Comment 8 Sam James archtester Gentoo Infrastructure gentoo-dev Security 2022-03-08 16:01:23 UTC
(In reply to Alec Warner from comment #7)
> Isn't the workaround simply to turn the PID sandbox off? Is that not working?

It works fine here and always has to just turn it off in such chroots.
Comment 9 Mike Gilbert gentoo-dev 2022-03-08 18:31:03 UTC
I think we can work around this in Portage, so assigning it back to us.

The failure seems to be trigged when a process running under qemu-user calls unshare(CLONE_NEWPID), followed by execve. This causes qemu-user to spawn a new thread, which returns EINVAL.

I think we can avoid that by not calling execve in the same process as unshare. We currently do that here:

https://gitweb.gentoo.org/proj/portage.git/tree/lib/portage/process.py?h=portage-3.0.30#n782

We could probably import the relevant code from pid-ns-init and execute it directly.
Comment 10 onkobu 2022-03-10 21:26:32 UTC
Sounds like a plan.
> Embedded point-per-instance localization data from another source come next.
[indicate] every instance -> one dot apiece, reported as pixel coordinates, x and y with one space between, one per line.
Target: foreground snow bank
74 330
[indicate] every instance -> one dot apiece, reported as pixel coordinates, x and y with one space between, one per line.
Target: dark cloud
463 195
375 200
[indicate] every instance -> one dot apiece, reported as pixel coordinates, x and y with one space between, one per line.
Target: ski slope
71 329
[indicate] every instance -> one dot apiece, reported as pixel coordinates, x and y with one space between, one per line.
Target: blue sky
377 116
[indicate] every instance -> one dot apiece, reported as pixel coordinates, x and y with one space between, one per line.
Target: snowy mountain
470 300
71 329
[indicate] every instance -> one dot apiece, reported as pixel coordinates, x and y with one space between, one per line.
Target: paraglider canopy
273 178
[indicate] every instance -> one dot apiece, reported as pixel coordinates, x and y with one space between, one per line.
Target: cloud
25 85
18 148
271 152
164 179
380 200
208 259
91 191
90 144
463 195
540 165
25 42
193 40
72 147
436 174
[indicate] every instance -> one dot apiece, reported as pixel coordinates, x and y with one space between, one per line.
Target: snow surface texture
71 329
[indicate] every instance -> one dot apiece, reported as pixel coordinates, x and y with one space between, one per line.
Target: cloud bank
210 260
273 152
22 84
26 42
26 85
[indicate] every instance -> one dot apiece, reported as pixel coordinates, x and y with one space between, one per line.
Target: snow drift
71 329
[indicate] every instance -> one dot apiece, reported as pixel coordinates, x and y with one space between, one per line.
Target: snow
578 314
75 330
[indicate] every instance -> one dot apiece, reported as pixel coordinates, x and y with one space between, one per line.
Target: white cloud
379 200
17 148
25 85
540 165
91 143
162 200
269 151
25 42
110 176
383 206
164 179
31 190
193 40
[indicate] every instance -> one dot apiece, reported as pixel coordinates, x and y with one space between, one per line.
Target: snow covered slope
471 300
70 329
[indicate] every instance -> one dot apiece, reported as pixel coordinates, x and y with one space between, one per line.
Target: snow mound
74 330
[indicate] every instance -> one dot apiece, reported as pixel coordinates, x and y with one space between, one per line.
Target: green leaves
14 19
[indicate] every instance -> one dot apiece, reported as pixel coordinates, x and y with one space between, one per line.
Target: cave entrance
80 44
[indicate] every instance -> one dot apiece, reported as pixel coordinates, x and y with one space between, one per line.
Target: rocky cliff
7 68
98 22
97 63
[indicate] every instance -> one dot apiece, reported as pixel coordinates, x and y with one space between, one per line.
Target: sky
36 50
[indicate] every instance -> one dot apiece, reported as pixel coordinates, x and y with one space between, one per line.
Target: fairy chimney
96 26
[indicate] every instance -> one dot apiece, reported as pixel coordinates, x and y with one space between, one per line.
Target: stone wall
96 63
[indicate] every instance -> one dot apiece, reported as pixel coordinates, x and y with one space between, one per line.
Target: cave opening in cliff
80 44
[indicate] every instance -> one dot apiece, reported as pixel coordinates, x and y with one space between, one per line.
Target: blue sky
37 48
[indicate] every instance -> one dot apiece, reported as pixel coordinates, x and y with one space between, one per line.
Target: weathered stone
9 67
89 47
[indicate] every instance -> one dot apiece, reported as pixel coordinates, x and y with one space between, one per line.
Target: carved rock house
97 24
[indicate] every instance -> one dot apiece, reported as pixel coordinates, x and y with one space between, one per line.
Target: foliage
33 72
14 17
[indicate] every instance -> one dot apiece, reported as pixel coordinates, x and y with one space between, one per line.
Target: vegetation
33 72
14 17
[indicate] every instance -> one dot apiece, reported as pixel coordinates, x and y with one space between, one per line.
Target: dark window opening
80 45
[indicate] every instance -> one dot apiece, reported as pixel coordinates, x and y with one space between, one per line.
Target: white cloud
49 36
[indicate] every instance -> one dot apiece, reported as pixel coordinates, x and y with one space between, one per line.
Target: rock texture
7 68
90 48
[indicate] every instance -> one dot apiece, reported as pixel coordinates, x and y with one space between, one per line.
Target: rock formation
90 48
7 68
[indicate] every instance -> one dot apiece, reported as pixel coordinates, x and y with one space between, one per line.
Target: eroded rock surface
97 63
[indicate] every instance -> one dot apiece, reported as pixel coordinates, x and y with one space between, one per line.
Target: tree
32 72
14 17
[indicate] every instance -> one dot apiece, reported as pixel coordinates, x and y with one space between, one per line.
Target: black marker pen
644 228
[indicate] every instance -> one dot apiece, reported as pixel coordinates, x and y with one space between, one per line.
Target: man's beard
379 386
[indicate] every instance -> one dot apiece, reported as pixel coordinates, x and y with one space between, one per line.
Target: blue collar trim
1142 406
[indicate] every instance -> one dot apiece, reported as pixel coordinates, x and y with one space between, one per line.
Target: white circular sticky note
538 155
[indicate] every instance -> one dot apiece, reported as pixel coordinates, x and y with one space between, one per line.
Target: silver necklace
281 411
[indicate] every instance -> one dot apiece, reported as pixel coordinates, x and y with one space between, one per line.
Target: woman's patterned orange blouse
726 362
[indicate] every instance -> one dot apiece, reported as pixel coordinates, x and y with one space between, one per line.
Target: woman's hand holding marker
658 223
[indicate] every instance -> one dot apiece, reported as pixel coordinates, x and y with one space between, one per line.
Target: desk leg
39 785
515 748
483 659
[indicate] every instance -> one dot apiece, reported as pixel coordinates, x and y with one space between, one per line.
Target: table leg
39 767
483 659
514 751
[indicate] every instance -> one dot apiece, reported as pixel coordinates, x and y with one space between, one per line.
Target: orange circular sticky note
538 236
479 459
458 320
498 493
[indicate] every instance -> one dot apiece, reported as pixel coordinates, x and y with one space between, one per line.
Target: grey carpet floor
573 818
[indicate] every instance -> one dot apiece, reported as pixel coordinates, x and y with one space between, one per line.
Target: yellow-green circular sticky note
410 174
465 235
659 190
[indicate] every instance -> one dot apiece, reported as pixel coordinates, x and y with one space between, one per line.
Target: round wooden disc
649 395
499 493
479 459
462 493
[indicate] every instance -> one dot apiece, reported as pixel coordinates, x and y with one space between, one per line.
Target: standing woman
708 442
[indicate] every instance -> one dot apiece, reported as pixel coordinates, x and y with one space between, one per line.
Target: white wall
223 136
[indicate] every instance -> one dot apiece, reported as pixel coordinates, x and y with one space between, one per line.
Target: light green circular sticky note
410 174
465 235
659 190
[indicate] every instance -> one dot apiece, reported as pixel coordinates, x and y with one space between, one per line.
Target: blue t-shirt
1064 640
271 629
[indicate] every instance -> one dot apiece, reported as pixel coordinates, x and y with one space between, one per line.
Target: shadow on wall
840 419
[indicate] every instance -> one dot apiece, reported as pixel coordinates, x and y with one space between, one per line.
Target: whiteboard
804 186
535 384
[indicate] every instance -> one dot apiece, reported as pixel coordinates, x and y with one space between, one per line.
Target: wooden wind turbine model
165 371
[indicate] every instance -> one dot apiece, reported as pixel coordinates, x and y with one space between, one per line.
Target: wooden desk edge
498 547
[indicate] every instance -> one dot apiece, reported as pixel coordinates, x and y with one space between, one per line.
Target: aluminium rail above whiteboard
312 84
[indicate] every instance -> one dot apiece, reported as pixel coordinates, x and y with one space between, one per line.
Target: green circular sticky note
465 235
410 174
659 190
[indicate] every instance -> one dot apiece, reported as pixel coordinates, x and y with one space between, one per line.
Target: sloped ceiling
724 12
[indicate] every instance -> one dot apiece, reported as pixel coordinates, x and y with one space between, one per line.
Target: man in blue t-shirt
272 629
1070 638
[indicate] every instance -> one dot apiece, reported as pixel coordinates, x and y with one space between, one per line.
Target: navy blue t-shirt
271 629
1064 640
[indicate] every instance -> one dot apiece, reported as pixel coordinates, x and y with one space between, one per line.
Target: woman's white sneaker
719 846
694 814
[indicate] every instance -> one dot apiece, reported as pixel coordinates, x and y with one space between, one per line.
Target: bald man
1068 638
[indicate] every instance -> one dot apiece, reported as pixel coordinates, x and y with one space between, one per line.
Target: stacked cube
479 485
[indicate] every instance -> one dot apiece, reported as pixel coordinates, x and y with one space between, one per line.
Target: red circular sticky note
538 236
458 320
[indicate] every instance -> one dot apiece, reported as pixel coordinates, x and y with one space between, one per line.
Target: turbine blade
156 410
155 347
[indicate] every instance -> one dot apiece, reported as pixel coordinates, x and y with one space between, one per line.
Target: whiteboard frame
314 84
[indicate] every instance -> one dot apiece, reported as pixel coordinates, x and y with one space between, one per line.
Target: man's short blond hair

I could test a patch or edit process.py directly…even without any Python knowledge. (Had to look up execve which replaces the current process with the process derived from its arguments. Now it makes sense also to me. And I am full of respect for the tamers of this strange abstraction.)

Am I right that pid-ns-init at 782 (where the call is prepared) is used with len(argv) == 2 thus skips the large else block? Is it also right that pid-ns-init isn't called from anywhere else except the two occurrences in process.py? Does it justify some refactoring then leaving only the else in pid-ns-init active? Also the conditional signal forwarding with setsid is unnecessary when not == 2?
Comment 11 anonymous 2022-07-28 00:40:09 UTC
https://gitlab.com/qemu-project/qemu/-/issues/172 should fix this.
Comment 12 Sam James archtester Gentoo Infrastructure gentoo-dev Security 2022-07-28 00:46:15 UTC
(In reply to crocket from comment #11)
> https://gitlab.com/qemu-project/qemu/-/issues/172 should fix this.
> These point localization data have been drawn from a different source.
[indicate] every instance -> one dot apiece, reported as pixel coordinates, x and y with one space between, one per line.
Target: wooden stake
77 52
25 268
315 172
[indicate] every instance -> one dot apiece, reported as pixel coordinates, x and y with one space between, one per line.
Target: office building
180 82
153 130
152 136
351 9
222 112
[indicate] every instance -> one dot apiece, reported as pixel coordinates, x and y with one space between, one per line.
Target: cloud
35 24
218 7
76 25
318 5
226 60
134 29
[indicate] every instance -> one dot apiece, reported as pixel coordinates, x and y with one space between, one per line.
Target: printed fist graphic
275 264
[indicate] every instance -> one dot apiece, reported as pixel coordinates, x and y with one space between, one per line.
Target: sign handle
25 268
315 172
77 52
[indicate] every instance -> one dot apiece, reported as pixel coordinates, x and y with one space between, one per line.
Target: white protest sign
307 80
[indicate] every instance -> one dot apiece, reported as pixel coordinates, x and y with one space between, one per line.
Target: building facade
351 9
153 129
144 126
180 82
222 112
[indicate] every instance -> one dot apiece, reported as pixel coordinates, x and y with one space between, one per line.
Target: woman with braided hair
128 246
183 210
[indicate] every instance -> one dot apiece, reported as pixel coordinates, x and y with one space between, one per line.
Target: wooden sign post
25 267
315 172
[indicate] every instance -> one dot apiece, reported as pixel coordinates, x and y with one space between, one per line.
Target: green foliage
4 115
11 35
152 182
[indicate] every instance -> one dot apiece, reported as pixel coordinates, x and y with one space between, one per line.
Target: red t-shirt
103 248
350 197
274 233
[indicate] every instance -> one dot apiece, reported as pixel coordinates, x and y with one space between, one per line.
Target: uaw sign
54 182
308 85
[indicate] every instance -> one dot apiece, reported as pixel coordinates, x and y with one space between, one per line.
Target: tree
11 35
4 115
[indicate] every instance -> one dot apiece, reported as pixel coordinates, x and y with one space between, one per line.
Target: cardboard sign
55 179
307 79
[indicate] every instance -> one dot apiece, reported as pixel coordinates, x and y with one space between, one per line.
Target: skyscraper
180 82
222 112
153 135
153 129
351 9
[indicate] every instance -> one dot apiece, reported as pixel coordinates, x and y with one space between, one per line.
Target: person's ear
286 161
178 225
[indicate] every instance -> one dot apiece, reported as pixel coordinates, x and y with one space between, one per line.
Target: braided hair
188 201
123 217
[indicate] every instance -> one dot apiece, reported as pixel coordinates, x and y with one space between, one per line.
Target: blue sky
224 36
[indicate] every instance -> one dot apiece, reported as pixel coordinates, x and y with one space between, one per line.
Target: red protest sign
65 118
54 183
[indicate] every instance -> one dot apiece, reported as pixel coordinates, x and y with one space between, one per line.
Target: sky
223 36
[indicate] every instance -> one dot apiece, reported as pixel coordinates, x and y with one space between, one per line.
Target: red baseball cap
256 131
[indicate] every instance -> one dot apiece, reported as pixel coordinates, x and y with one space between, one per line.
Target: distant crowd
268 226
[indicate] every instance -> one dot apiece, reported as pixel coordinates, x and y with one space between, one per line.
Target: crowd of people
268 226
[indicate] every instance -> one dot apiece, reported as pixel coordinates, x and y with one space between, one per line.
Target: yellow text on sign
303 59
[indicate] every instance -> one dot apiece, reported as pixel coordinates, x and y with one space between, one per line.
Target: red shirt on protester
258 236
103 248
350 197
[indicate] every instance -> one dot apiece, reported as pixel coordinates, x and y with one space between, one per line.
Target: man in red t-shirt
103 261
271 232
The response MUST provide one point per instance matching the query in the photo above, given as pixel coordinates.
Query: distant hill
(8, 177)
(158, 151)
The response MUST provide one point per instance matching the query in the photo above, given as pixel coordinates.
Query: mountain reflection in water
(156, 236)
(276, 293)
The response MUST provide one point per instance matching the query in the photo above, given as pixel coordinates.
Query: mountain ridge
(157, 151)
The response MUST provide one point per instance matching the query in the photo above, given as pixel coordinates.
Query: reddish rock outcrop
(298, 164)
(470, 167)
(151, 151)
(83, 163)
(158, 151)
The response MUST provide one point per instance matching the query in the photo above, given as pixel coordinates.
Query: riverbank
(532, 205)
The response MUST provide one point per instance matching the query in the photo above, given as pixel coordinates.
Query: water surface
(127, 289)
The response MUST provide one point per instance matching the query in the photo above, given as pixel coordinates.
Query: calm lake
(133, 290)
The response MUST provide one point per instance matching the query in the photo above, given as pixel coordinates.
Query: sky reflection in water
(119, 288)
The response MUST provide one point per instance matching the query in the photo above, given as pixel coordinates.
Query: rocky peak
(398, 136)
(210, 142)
Upstream clearly think it's for us to do and the upstream bug isn't fixed. If you don't want emails about this bug anymore, tick the box on the bug.

(In reply to onkobu from comment #10)
> Sounds like a plan. I could test a patch or edit process.py directly…even
> without any Python knowledge. (Had to look up execve which replaces the
> current process with the process derived from its arguments. Now it makes
> sense also to me. And I am full of respect for the tamers of this strange
> abstraction.)
> 

That would be really helpful, thank you.

> Am I right that pid-ns-init at 782 (where the call is prepared) is used with
> len(argv) == 2 thus skips the large else block? Is it also right that
> pid-ns-init isn't called from anywhere else except the two occurrences in
> process.py? Does it justify some refactoring then leaving only the else in
> pid-ns-init active? Also the conditional signal forwarding with setsid is
> unnecessary when not == 2?


1. I see it invoked with one argument and then further on:

root     1658111  0.0  0.0  17824 10856 pts/15   SN+  01:45   0:00  |           \_ /usr/bin/python3.11 /var/tmp/portage/._portage_reinstall_.5kwgew0j/bin/pid-ns-init 1658115
root     1658115  0.0  0.0  17828 11372 pts/18   SNs+ 01:45   0:00  |           |   \_ /usr/bin/python3.11 /var/tmp/portage/._portage_reinstall_.5kwgew0j/bin/pid-ns-init     0,1,2 /bin/bash [sys-apps/portage-9999] bash -c /var/tmp/portage/._portage_reinstall_.5kwgew0j/bin/ebuild.sh pretend

2. Yes.

3. I'd need to look into why it got added in the first place.